For parallel stages, the compositional operator is Parallel(S, n):

func Parallel[In, Out any](s Stage[In, Out], n int) Stage[In, Out] {
    return func(ctx context.Context, in <-chan In) <-chan Out {
        outs := make([]<-chan Out, n)
        for i := 0; i < n; i++ {
            outs[i] = s(ctx, in)
        }
        return Merge(ctx, outs...)
    }
}

Parallel(S, n) violates order preservation but increases throughput.

Edge Cases

  • Empty input: source closes its output immediately; each stage drains immediately; pipeline completes.
  • Single value: pipeline processes one value, then drains.
  • Source error: producer logs and closes early; downstream stages see closure and exit cleanly.
  • Stage panic: implementation-defined. The spec allows the panic to propagate (terminating the pipeline) or to be recovered (continuing but logging).
  • Ctx cancelled at call site: every stage exits at first select; out closes immediately.

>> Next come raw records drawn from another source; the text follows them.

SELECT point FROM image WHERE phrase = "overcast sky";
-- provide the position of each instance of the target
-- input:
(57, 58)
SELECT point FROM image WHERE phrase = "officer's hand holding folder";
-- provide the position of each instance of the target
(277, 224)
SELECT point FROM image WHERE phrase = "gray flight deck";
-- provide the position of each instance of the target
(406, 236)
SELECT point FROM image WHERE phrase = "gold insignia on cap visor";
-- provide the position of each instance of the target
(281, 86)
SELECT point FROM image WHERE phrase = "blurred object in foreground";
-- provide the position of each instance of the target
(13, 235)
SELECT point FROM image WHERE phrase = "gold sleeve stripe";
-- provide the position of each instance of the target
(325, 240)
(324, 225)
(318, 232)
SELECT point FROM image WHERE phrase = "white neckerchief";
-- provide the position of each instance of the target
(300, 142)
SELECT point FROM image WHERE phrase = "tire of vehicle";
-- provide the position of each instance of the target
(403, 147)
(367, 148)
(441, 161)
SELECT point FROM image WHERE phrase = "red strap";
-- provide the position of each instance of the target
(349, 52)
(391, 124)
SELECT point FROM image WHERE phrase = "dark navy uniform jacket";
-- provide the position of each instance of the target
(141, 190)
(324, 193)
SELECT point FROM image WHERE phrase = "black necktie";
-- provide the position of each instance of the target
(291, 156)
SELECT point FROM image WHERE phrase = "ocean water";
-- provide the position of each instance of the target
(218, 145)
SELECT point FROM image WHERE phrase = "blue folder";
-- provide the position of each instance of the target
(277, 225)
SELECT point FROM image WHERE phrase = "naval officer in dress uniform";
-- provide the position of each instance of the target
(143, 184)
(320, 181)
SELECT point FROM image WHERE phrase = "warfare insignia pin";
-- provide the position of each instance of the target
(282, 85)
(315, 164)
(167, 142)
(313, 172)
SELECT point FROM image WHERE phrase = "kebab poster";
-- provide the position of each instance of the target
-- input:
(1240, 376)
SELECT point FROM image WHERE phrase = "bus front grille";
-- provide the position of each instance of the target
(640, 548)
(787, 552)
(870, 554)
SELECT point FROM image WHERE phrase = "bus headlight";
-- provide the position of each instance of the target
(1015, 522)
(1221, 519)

Reference Stage Implementation

func MapStage[In, Out any](
    ctx context.Context,
    in <-chan In,
    f func(In) Out,
) <-chan Out {
    out := make(chan Out)
    go func() {
        defer close(out)
        for {
            select {
            case <-ctx.Done():
                return
            case v, ok := <-in:
                if !ok {
                    return
                }
                r := f(v)
                select {
                case <-ctx.Done():
                    return
                case out <- r:
                }
            }
        }
    }()
    return out
}

This satisfies every clause above. The two-select sandwich is mandatory.

Compliance Checks

A test suite for any stage must verify:

  1. Empty input → closed output.
  2. N input values → at most N output values; in non-fanout stages, exactly N (modulo filter).
  3. Cancel ctx mid-stream → output closes in finite time; no goroutine leak.
  4. After test, goleak.VerifyNone(t) passes.
  5. go test -race reports no races.

For pipelines (multiple stages composed):

  1. End-to-end: known input → known output; assert multiset equality.
  2. Cancel: in-flight items dropped; pipeline shuts down; no leak.
  3. Source error: pipeline drains gracefully.

Summary

A pipeline stage is a function with the signature func(ctx, in) out that spawns goroutines, reads from in, writes to out, uses the two-select sandwich, and closes out on exit. Pipelines compose stages associatively. Closing cascades through the chain; ctx cancellation propagates similarly. Order is preserved in single-worker stages; lost in fan-out stages. The reference implementation is small; the compliance suite is the contract.